Getting out of debt at 30
I definitely reached my debt set point in my mid-20s. I made a command decision to get out of debt by age 30 no matter what. I had more than $50,000 worth of debt including credit card and student loan debt. I also owed money to my grandmother for a car loan, after successive car accidents including a run-in with an alligator.
Facing my debt
One of the keys to getting out of debt was following Orman's advice to face my debt by telling other people about it. I told my best friend and family members about my plan to get out of debt. My best friend, who is now worth more than $1 million, helped me come up with a plan to double my income so I could quickly pay down my debt. I wrote down what I had to do each day in order to earn enough money for the month to be out of debt by age 30.
Making a financial vow
After reaching my debt set point, I was able to become intense about paying off my credit cards and other debt.

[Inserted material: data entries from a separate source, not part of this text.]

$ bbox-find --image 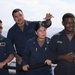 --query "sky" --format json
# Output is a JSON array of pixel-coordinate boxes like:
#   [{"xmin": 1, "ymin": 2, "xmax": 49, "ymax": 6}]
[{"xmin": 0, "ymin": 0, "xmax": 75, "ymax": 37}]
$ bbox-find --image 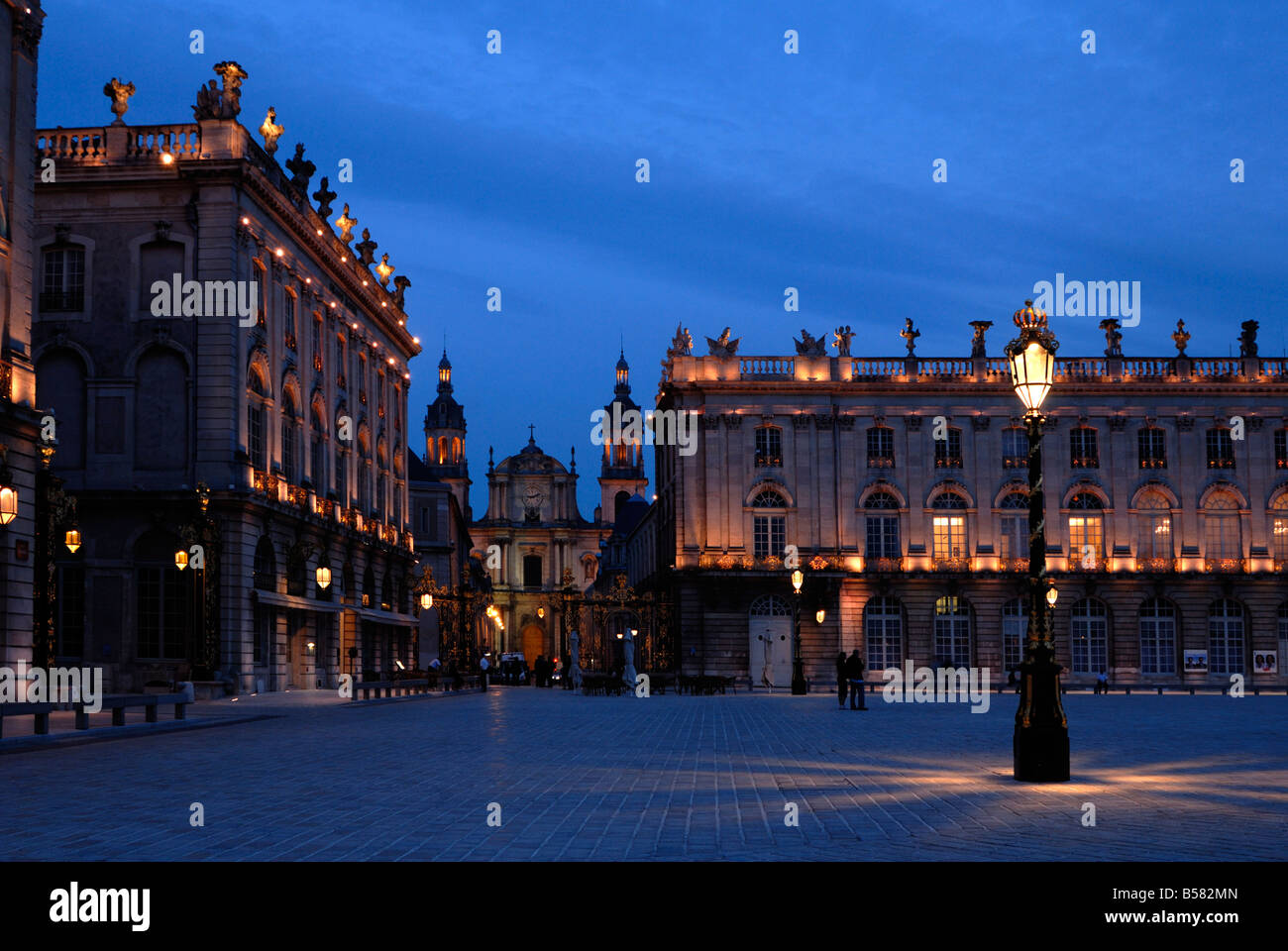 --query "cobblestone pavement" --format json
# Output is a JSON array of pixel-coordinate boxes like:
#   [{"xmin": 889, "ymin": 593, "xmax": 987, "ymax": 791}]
[{"xmin": 0, "ymin": 688, "xmax": 1288, "ymax": 861}]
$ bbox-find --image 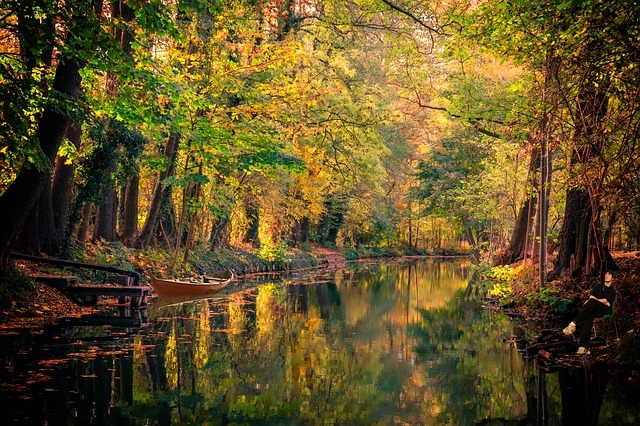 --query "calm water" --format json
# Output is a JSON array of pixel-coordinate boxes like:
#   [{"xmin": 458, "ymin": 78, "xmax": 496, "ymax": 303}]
[{"xmin": 0, "ymin": 260, "xmax": 640, "ymax": 425}]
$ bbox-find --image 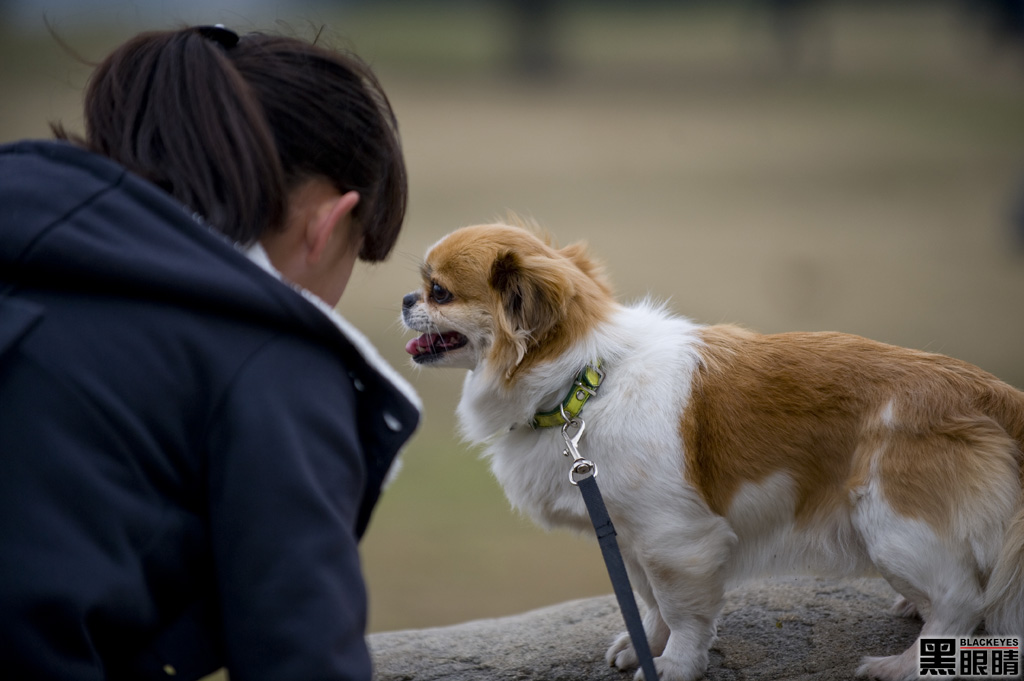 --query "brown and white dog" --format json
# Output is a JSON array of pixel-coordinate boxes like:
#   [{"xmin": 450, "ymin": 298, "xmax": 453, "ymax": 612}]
[{"xmin": 402, "ymin": 224, "xmax": 1024, "ymax": 681}]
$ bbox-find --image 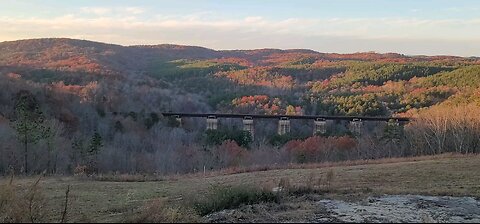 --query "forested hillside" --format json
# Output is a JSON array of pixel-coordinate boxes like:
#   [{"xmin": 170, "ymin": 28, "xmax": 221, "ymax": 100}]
[{"xmin": 0, "ymin": 39, "xmax": 480, "ymax": 173}]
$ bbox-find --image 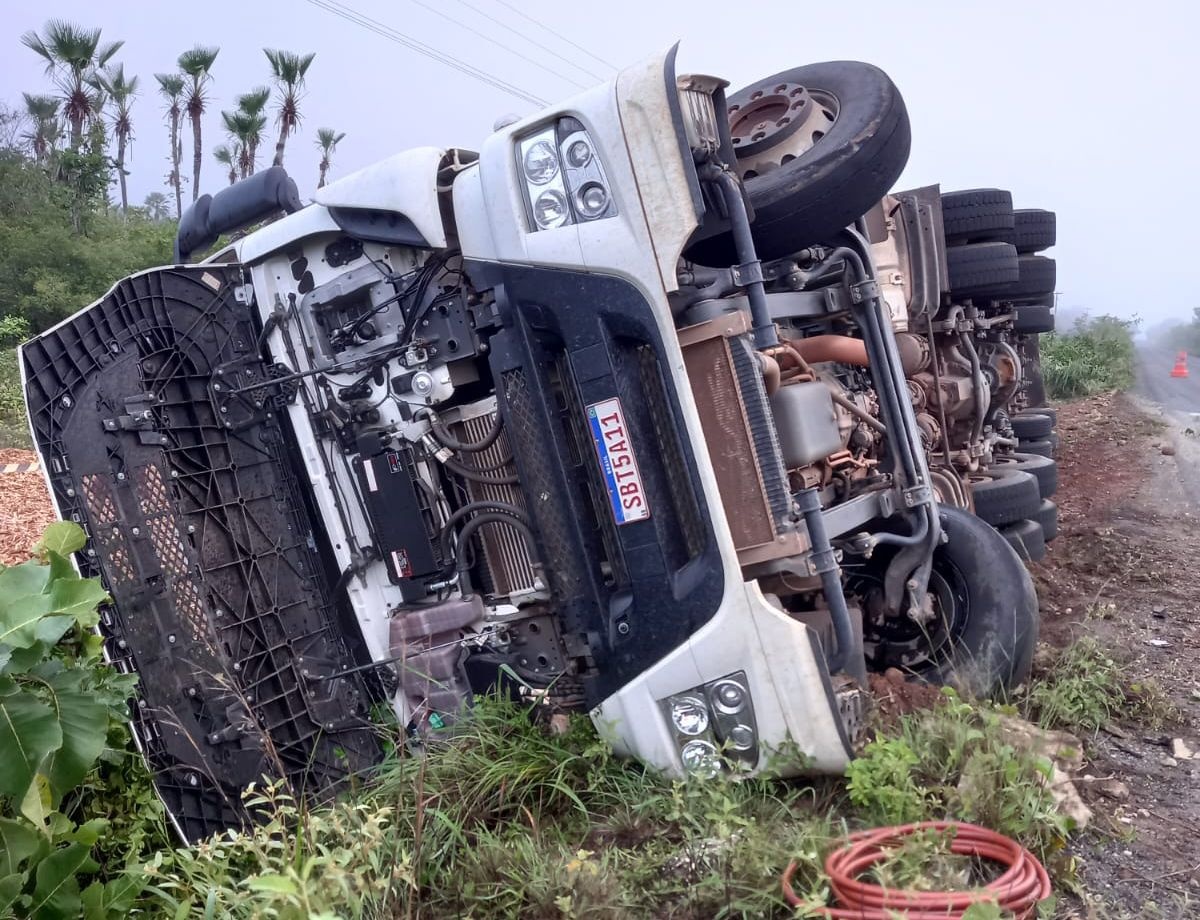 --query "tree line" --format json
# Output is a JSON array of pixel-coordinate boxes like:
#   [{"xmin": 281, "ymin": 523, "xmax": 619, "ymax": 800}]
[{"xmin": 20, "ymin": 19, "xmax": 346, "ymax": 220}]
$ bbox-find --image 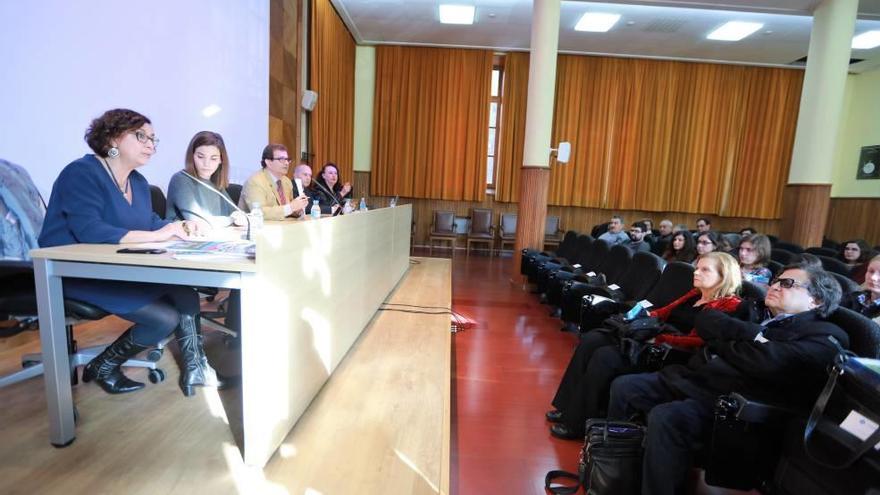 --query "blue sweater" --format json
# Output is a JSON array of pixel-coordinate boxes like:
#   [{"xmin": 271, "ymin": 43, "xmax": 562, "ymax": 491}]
[{"xmin": 39, "ymin": 155, "xmax": 168, "ymax": 314}]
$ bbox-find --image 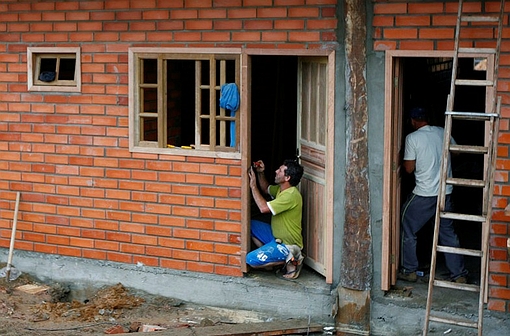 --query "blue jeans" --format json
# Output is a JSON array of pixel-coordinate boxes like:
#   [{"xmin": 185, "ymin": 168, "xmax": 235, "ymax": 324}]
[
  {"xmin": 246, "ymin": 220, "xmax": 290, "ymax": 267},
  {"xmin": 402, "ymin": 194, "xmax": 467, "ymax": 279}
]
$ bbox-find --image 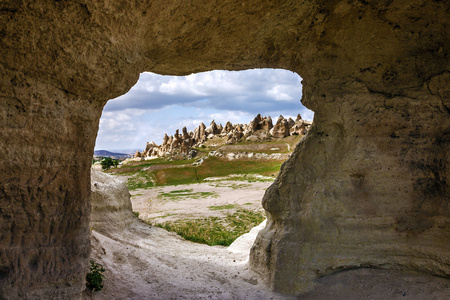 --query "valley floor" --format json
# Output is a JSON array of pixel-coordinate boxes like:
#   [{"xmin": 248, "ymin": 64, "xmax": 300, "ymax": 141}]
[{"xmin": 84, "ymin": 182, "xmax": 450, "ymax": 300}]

I made a vow to never get into debt again. I wasn't going to let myself slip up by buying things I didn't need or using shopping as a form of retail therapy. When I decided to get married after turning 30, I made sure I talked to my husband about debt. We agreed to stay out of bad debt, which we defined as anything other than our house.
Getting rid of financial clutter
After getting married, we worked together to get rid of all the financial clutter including old bills and taxes that were more than 7 years old. We started organizing all of our financial records so that we would never be late about paying bills. My husband and I set up online banking as well as automatic deductions from our paychecks into our retirement accounts. I think having so much clutter in the past made it easier to fall into debt because we were in denial.
Now the only debt we have is the so-called "good debt" of owning a home. I've discovered that I have a debt set point even when it comes to my mortgage debt. I don't feel comfortable owing more on my home than I have in savings. We have about $100,000 of mortgage debt, but only a small amount in our emergency savings. Instead of paying credit card and student loan debt, we pay ourselves by diverting our extra money into savings.